30 years and 30-odd albums on, Lauderdale continues to show exactly why none of the above matters to him in the least. Like his musical peer John Hiatt, Lauderdale has become a songwriter's songwriter, a gifted tunesmith who can craft a track that almost anyone can cover all the way to the top of the charts, and his massive success as a writer has given him the freedom to do whatever he pleases as an artist.
"Hope" is yet another potent entry in Lauderdale's estimable catalog and further proof that he can inhabit any songwriting genre with authenticity and brilliance. If you're feeling outlaw adjacent and ready for a little Waylon-and-Willie with a splash of Delbert McClinton, "The Opportunity to Help Somebody Through It," the opening track, will do nicely, while its follow-ups, "Sister Horizon" and "The Brighter Side of Lonely," have the flavor of Glen Campbell/Jimmy Webb collabs from the '70s.

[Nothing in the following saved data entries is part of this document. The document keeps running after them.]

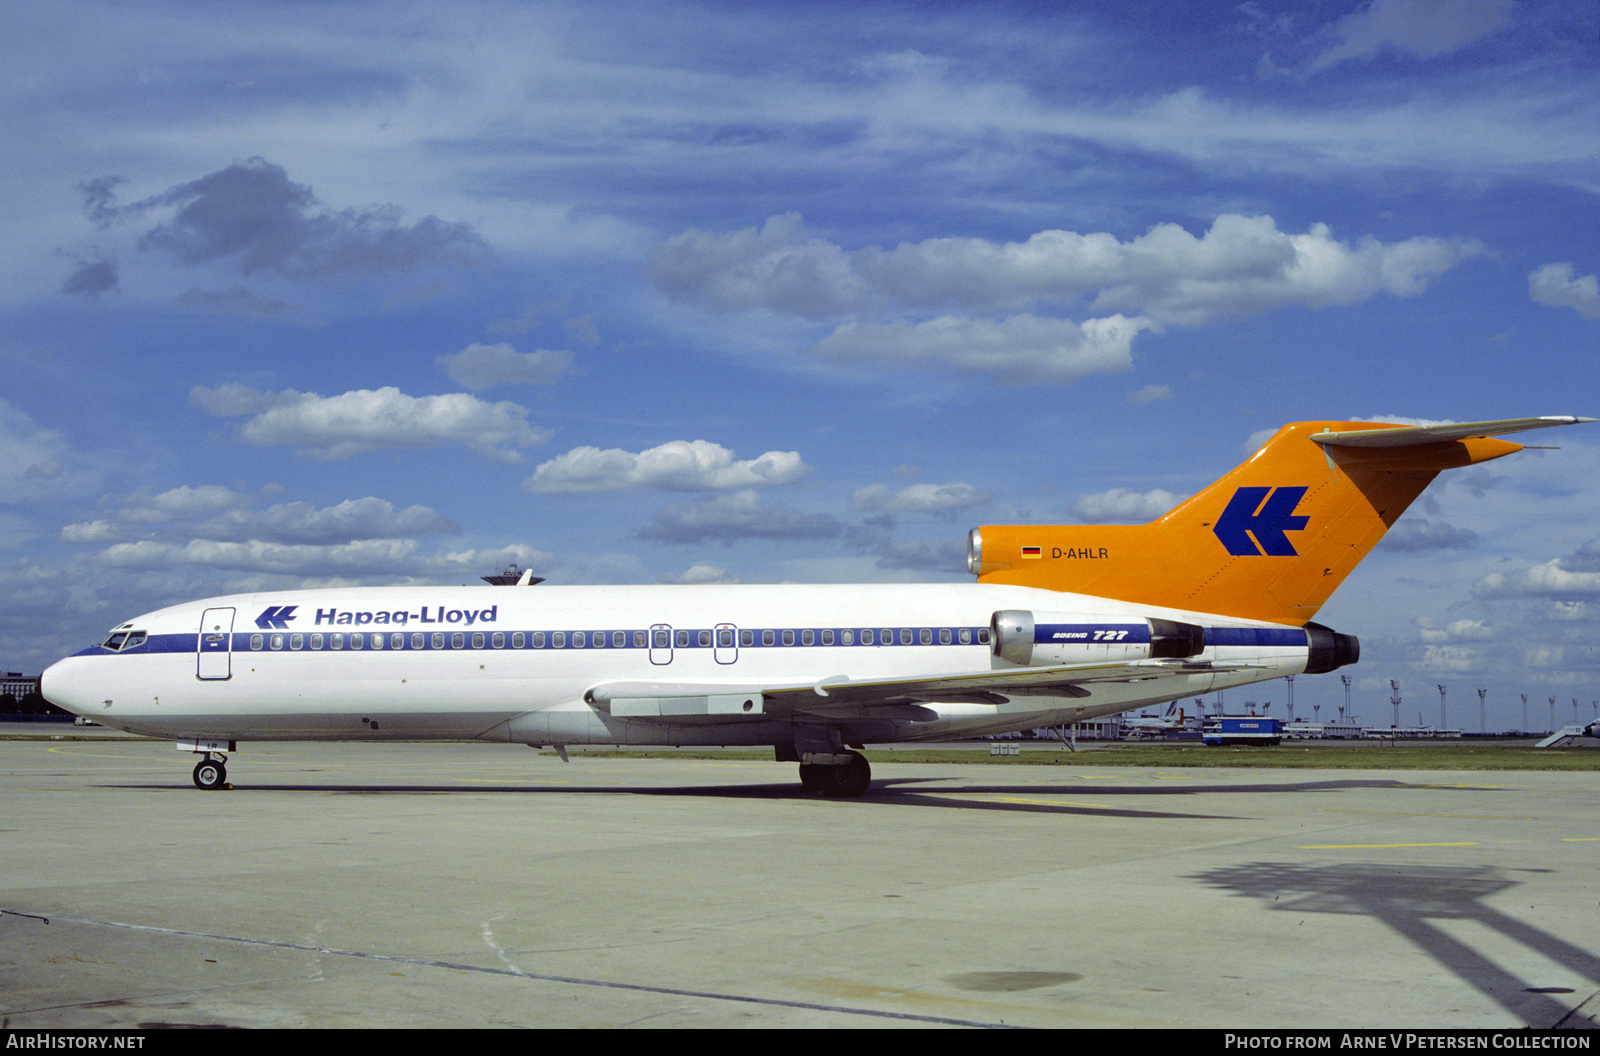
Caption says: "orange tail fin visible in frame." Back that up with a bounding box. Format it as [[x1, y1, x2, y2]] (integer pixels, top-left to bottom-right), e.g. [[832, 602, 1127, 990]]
[[969, 417, 1590, 625]]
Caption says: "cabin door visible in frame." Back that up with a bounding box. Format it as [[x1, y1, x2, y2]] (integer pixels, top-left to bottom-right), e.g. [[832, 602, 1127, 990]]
[[197, 607, 235, 681]]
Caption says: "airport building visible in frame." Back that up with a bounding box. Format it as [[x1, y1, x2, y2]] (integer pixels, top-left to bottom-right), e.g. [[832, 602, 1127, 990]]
[[1, 672, 39, 699]]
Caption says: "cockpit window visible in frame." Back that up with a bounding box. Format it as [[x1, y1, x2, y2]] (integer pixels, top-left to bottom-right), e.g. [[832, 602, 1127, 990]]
[[100, 630, 147, 651]]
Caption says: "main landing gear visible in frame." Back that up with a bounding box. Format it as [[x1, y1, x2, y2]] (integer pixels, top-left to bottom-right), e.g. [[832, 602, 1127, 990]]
[[798, 750, 872, 797], [192, 754, 228, 790]]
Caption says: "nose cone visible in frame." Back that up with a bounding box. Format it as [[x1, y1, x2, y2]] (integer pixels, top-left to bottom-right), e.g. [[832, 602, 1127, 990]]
[[41, 654, 96, 719]]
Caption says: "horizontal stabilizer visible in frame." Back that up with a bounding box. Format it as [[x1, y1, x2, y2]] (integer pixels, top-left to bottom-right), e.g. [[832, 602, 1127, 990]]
[[1311, 416, 1593, 448]]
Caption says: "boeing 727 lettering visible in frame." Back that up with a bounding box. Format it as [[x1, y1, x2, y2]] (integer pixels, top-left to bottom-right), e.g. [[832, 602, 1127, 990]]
[[41, 416, 1592, 795]]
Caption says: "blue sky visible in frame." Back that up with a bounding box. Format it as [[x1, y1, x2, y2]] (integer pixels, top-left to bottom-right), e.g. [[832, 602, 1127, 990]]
[[5, 0, 1597, 730]]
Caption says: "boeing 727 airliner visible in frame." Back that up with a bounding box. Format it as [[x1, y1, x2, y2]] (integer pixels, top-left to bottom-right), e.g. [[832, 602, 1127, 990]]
[[42, 416, 1592, 795]]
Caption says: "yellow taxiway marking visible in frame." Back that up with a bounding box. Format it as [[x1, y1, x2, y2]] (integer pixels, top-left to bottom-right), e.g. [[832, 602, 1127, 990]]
[[1298, 841, 1479, 849], [1317, 810, 1535, 820]]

"Brave One" finds Lauderdale revisiting the jangle pop version of country that he championed in the early '90s. "Don't You Dream Anymore" has the gentle sting of an Outlaws ballad. "We Fade In We Fade Out" is a pulsing baroque country waltz with a Texas stomp worthy of Joe Ely, and "Here's to Hoping" swings with Buck Owens' Bakersfield joy, a touch of Celtic highstepping and a little yakety sax for good measure.
If you want to listen to one Americana, country, folk or singer/songwriter album, pick a style and an artist and enjoy. If you want to listen to all of them at once, Jim Lauderdale is your one-stop shop, and "Hope" will satisfy all your musical cravings.